Autechre – „Exai”

27 marca 2013
ok. 2 minut czytania

Za każdym razem, gdy w moje ręce trafia płyta duetu Autechre, pierwsze co przychodzi mi do głowy to pytanie, czy trzeba być wielkim zapaleńcem twórczości Brytyjczyków albo przynajmniej zagubionym dzieckiem Aphex Twina czy Sqaurepushera, żeby w pełni docenić ich muzykę? No właśnie – muzykę? Bo czy, włączając nowy album „Exai”, mamy do czynienia jeszcze z muzyką? Od pierwszych minut tego wydawnictwa, żywa legenda sceny elektronicznej, duet, który w historii syntetycznych dźwięków zapisał się już dawno złotymi zgłoskami, nie pozostawia wątpliwości – przy jego albumie do końca zostaną tylko najwytrwalsi.

Autechre z chirurgiczną precyzją modeluje swoje złożone, odhumanizowane muzyczne budowle, które brzmią jak koncert zastępu robotów z fabryki komputerowych podzespołów. Cierpliwie, skrupulatnie wybijane i przetwarzane elektroniczne zgrzyty, piski i kwaśne dźwięki, zastępują na „Exai” wszystko to, czego szukamy na innych płytach – zwłaszcza melodie. Możecie się doszukiwać w muzyce Autechre najróżniejszych wpływów – od hip-hopu, przez electro, na ambiencie skończywszy – i być może nawet poszukiwane przez siebie tropy znajdziecie, ale nie oszukujmy się – tu nie o zabawę w odkrywaniu ukrytych śladów czy inspiracji chodzi.
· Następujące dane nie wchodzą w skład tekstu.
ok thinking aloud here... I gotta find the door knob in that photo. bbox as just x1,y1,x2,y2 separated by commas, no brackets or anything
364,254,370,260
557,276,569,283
Toż to nic innego, jak pokaz elektronicznej destrukcji w wersji czystej. Nie regulujcie odbiorników, z nimi wszystko w porządku – to Autechre dokonują na waszym sprzęcie i narządach słuchu operacji, którą przeżyją tylko albo najodporniejsi albo najbardziej oddani wszystkiemu, co abstrakcyjne i nieprzystępne w elektronice.

Ale choć to oni będą mieć przy „Exai” najwięcej zabawy, kunszt Autechre muszą docenić też wszyscy inni. Choćby musieli przekląć pod nosem, że drugi raz przez ten album przebrnąć się nie da.